Dornhelm: We again have nationalism that is again thriving and we have similar tendencies of anti-Semitism, all kinds of things that unfortunately are not changeable. That’s the human condition, I guess.
Entertainment, however, is the main aim of the series.
Swimer: It should be entertaining. These clever, twisty-turny stories should be providing satisfaction on a whodunit level. But at the same time, the warmth of the [Liebermann] family and the romantic relationships are an integral part of the whole.
And as Robert says, the historical backdrop and contemporary resonance of the stories we’re telling should punch through.
Dornhelm has an unconventional approach to the show’s music, becoming involved in musical discussions before filming has even begun.

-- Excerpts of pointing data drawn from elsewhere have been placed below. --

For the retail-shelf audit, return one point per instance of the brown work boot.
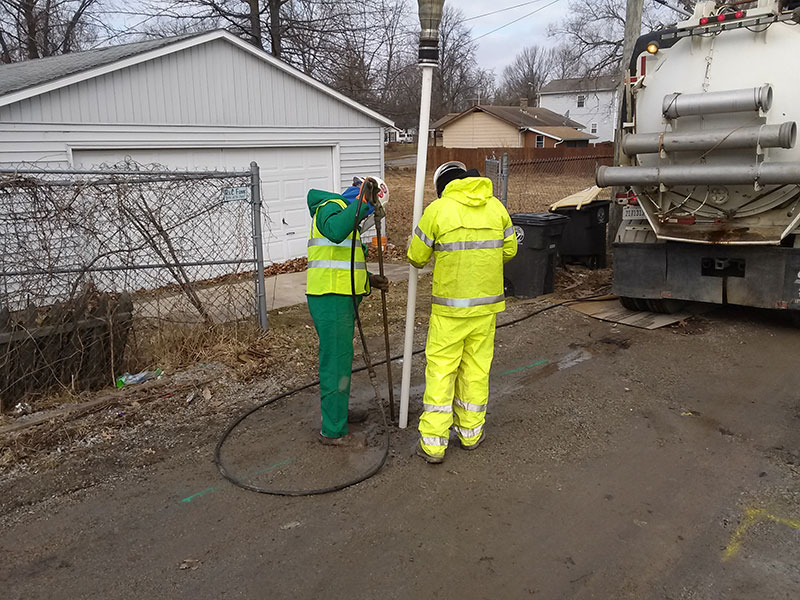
(433, 460)
(357, 415)
(476, 444)
(346, 441)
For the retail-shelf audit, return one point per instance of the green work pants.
(334, 319)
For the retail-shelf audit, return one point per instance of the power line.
(533, 12)
(494, 12)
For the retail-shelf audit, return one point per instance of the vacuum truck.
(709, 175)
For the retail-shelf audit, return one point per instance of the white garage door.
(286, 176)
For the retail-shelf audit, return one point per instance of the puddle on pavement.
(573, 358)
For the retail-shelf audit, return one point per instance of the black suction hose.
(373, 380)
(373, 470)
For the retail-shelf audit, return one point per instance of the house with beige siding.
(489, 126)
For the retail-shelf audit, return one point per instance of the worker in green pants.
(329, 293)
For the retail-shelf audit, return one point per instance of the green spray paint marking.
(211, 489)
(197, 495)
(518, 369)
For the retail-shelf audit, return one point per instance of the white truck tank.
(714, 173)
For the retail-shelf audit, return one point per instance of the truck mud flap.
(761, 276)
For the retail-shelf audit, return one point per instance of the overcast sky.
(498, 49)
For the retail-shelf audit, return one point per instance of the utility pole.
(633, 29)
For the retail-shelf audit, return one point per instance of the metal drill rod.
(385, 313)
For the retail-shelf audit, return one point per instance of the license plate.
(632, 213)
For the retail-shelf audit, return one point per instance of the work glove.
(379, 282)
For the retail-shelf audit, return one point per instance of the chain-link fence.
(534, 184)
(95, 262)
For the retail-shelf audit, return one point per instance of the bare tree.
(525, 76)
(595, 29)
(459, 80)
(41, 28)
(566, 62)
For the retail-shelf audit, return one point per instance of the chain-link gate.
(90, 257)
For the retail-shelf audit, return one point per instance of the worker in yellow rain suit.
(470, 234)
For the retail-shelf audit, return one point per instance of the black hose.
(367, 366)
(379, 465)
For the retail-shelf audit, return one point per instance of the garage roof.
(33, 77)
(23, 75)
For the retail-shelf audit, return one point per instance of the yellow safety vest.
(471, 236)
(329, 262)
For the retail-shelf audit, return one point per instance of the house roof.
(563, 133)
(34, 77)
(580, 84)
(524, 119)
(438, 123)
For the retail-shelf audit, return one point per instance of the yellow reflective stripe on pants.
(467, 302)
(459, 352)
(436, 408)
(469, 406)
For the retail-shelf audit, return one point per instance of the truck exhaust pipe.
(776, 173)
(751, 99)
(766, 136)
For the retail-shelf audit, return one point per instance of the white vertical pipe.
(413, 273)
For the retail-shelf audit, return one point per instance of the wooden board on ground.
(612, 310)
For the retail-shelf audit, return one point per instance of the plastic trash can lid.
(538, 219)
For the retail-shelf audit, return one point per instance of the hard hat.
(383, 189)
(446, 173)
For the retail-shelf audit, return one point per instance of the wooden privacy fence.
(475, 157)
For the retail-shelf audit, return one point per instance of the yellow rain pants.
(459, 353)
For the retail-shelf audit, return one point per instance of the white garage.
(206, 101)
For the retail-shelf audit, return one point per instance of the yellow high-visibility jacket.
(470, 233)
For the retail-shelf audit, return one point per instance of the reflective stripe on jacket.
(470, 233)
(329, 262)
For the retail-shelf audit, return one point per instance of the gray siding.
(360, 148)
(212, 84)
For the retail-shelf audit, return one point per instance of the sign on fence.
(236, 194)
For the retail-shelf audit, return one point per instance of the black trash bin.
(584, 238)
(531, 272)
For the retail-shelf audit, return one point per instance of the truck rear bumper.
(762, 276)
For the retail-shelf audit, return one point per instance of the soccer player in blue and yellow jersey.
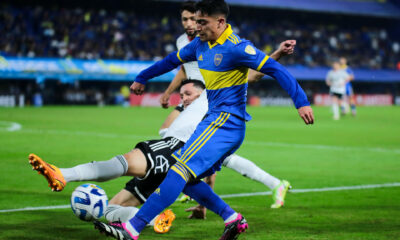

Dornhelm: Roman Kariolou is the composer, a young guy who started working with me a few years ago. He is very sweet and tolerant – I sit with him at his piano before we start filming and we work out the musical themes and tones.
It’s difficult for me to do a movie without already having kind of a musical understanding of it. I just enjoy the fact that I go into the editing room and I already have a certain musical mood in my head.
It’s not the way some people do it – usually, you finish [filming] and then you add the music. I allow the music to influence the mood of the movie.